Location
- St Dunstan's Road Hammersmith, London, W6 8RB England 51°29′23″N 0°13′09″W﻿ / ﻿51.4896°N 0.2191°W

Information
- Type: Community sixth form
- Motto: Inclusive Excellence
- Established: 1994
- Local authority: Hammersmith and Fulham
- Department for Education URN: 133545 Tables
- Ofsted: Reports
- Principal: Mary Berrisford
- Gender: Mixed
- Age: 16 to 19
- Enrolment: 856
- Website: www.wmsf.ac.uk//

= William Morris Sixth Form =

William Morris Sixth Form (WMSF) is a mixed community sixth form, located in the Hammersmith area of the London Borough of Hammersmith and Fulham, England. It is named after William Morris, the textile designer, artist, writer, and libertarian socialist associated with the Pre-Raphaelite Brotherhood and British Arts and Crafts Movement.

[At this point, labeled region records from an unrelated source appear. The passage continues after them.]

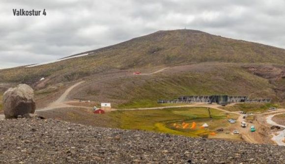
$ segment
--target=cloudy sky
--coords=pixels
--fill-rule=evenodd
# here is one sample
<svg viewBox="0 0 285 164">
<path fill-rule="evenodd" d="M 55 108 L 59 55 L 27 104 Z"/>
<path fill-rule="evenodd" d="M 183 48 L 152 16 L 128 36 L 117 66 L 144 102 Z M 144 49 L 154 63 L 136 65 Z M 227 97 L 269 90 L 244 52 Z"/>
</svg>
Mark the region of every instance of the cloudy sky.
<svg viewBox="0 0 285 164">
<path fill-rule="evenodd" d="M 47 15 L 13 15 L 22 8 Z M 0 69 L 185 26 L 285 48 L 285 8 L 283 0 L 0 0 Z"/>
</svg>

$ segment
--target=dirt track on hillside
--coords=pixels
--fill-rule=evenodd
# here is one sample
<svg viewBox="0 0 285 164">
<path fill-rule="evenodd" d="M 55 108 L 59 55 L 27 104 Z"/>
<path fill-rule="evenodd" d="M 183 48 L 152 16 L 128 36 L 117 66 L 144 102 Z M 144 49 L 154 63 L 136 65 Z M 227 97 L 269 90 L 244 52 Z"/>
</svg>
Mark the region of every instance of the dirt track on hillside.
<svg viewBox="0 0 285 164">
<path fill-rule="evenodd" d="M 140 75 L 151 75 L 155 73 L 158 73 L 163 70 L 168 69 L 169 68 L 164 68 L 156 71 L 149 73 L 143 73 Z M 134 75 L 123 75 L 121 77 L 127 77 L 127 76 L 134 76 Z M 116 78 L 115 77 L 115 78 Z M 113 77 L 107 77 L 103 79 L 100 79 L 98 80 L 97 82 L 100 82 L 104 81 L 105 80 L 109 80 L 111 78 L 114 78 Z M 50 104 L 47 107 L 38 109 L 36 111 L 36 113 L 38 113 L 38 112 L 44 112 L 44 111 L 48 111 L 51 110 L 54 110 L 55 109 L 68 109 L 68 108 L 85 108 L 86 109 L 91 109 L 92 108 L 88 107 L 84 107 L 84 106 L 74 106 L 74 105 L 71 105 L 67 104 L 69 101 L 67 100 L 67 96 L 70 92 L 73 90 L 75 89 L 76 87 L 79 86 L 81 84 L 84 83 L 85 81 L 80 81 L 76 83 L 75 84 L 72 85 L 69 88 L 68 88 L 64 93 L 54 102 L 53 102 Z M 258 143 L 258 142 L 257 141 L 259 140 L 256 140 L 256 137 L 258 137 L 258 136 L 253 136 L 251 134 L 248 133 L 248 130 L 247 131 L 245 128 L 242 128 L 239 126 L 239 123 L 242 121 L 243 121 L 243 119 L 242 118 L 243 115 L 240 114 L 238 112 L 229 112 L 224 109 L 221 109 L 221 106 L 218 105 L 214 105 L 214 104 L 205 104 L 203 103 L 197 103 L 194 104 L 190 104 L 190 105 L 181 105 L 181 106 L 166 106 L 166 107 L 155 107 L 155 108 L 135 108 L 135 109 L 120 109 L 123 110 L 155 110 L 155 109 L 166 109 L 166 108 L 180 108 L 180 107 L 209 107 L 211 108 L 215 109 L 217 109 L 220 111 L 222 111 L 227 113 L 231 113 L 234 115 L 237 115 L 239 116 L 238 119 L 237 120 L 237 123 L 236 123 L 236 126 L 234 126 L 235 128 L 236 128 L 237 130 L 238 130 L 240 131 L 240 133 L 242 136 L 244 140 L 248 142 L 252 142 L 252 143 Z M 111 111 L 114 111 L 117 110 L 117 109 L 113 109 Z M 265 114 L 272 114 L 273 113 L 268 113 Z M 3 117 L 3 115 L 0 115 L 0 119 L 1 117 Z M 252 125 L 254 125 L 253 123 L 249 123 L 249 126 L 251 126 Z M 255 139 L 256 138 L 256 139 Z M 257 141 L 256 141 L 257 140 Z"/>
</svg>

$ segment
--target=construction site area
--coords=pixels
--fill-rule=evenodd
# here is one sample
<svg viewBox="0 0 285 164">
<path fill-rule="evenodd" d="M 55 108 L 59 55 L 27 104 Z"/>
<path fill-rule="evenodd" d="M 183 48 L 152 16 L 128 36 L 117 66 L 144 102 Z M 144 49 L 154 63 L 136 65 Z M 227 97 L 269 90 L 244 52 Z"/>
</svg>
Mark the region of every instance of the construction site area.
<svg viewBox="0 0 285 164">
<path fill-rule="evenodd" d="M 270 103 L 270 98 L 250 99 L 248 96 L 228 95 L 190 95 L 180 96 L 173 100 L 159 100 L 158 103 L 216 103 L 226 105 L 231 103 Z"/>
</svg>

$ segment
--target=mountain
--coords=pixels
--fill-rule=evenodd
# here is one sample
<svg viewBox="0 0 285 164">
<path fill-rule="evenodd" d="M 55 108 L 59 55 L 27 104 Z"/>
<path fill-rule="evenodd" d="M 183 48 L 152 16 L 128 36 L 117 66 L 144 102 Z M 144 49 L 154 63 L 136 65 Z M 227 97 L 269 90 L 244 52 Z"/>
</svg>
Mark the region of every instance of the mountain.
<svg viewBox="0 0 285 164">
<path fill-rule="evenodd" d="M 285 98 L 285 49 L 198 30 L 159 31 L 68 57 L 0 70 L 0 83 L 27 83 L 44 99 L 84 79 L 85 86 L 70 98 L 104 100 L 118 107 L 152 106 L 158 98 L 191 94 L 250 95 L 276 102 Z M 149 76 L 132 75 L 167 67 Z"/>
</svg>

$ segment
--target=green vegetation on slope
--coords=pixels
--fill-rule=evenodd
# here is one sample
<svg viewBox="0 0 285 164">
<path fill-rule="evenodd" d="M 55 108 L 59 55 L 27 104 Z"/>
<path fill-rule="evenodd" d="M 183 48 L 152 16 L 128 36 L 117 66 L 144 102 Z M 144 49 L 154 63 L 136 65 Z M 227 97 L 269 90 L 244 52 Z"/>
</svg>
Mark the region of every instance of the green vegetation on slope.
<svg viewBox="0 0 285 164">
<path fill-rule="evenodd" d="M 214 69 L 220 69 L 219 67 Z M 175 74 L 165 73 L 154 75 L 151 78 L 129 77 L 125 79 L 124 82 L 133 81 L 135 84 L 126 86 L 124 93 L 110 91 L 106 94 L 109 97 L 127 99 L 128 102 L 118 105 L 121 109 L 162 106 L 157 103 L 158 99 L 172 99 L 187 95 L 227 94 L 276 99 L 274 86 L 265 79 L 237 68 L 228 67 L 224 70 L 215 69 L 207 72 L 189 70 Z M 123 86 L 118 80 L 106 82 L 104 85 L 112 86 L 113 89 Z"/>
<path fill-rule="evenodd" d="M 210 109 L 212 118 L 209 118 L 206 108 L 180 108 L 160 110 L 119 110 L 107 113 L 113 121 L 118 122 L 119 128 L 125 129 L 138 129 L 163 132 L 189 137 L 206 136 L 221 127 L 228 125 L 227 118 L 237 118 L 237 116 L 226 115 L 225 112 L 213 109 Z M 175 128 L 174 123 L 183 122 L 197 123 L 195 129 Z M 209 127 L 202 129 L 200 126 L 207 122 Z"/>
<path fill-rule="evenodd" d="M 231 106 L 226 106 L 224 107 L 224 109 L 229 111 L 242 111 L 246 113 L 255 113 L 266 112 L 270 107 L 278 108 L 279 106 L 272 103 L 242 103 L 236 104 Z"/>
<path fill-rule="evenodd" d="M 205 62 L 285 64 L 285 50 L 190 30 L 160 31 L 96 50 L 82 57 L 36 67 L 0 70 L 0 82 L 54 83 L 110 70 Z"/>
<path fill-rule="evenodd" d="M 3 98 L 3 96 L 2 96 L 2 94 L 0 93 L 0 111 L 2 111 L 3 109 L 3 104 L 2 104 L 2 98 Z"/>
</svg>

WMSF was first established in 1994 as the country's first 16-19 school. It offers sixth form education to students from over 100 schools across London, however priority is given to local students from Fulham College Boys’ School, Fulham Cross Girls School, Fulham Enterprise Studio and Hurlingham and Chelsea Secondary School and Woodlane High School

WMSF offers students a range of over 35 courses as programmes of study. Courses include A Levels, GCSEs, IGCSEs, BTECs and foundation learning courses.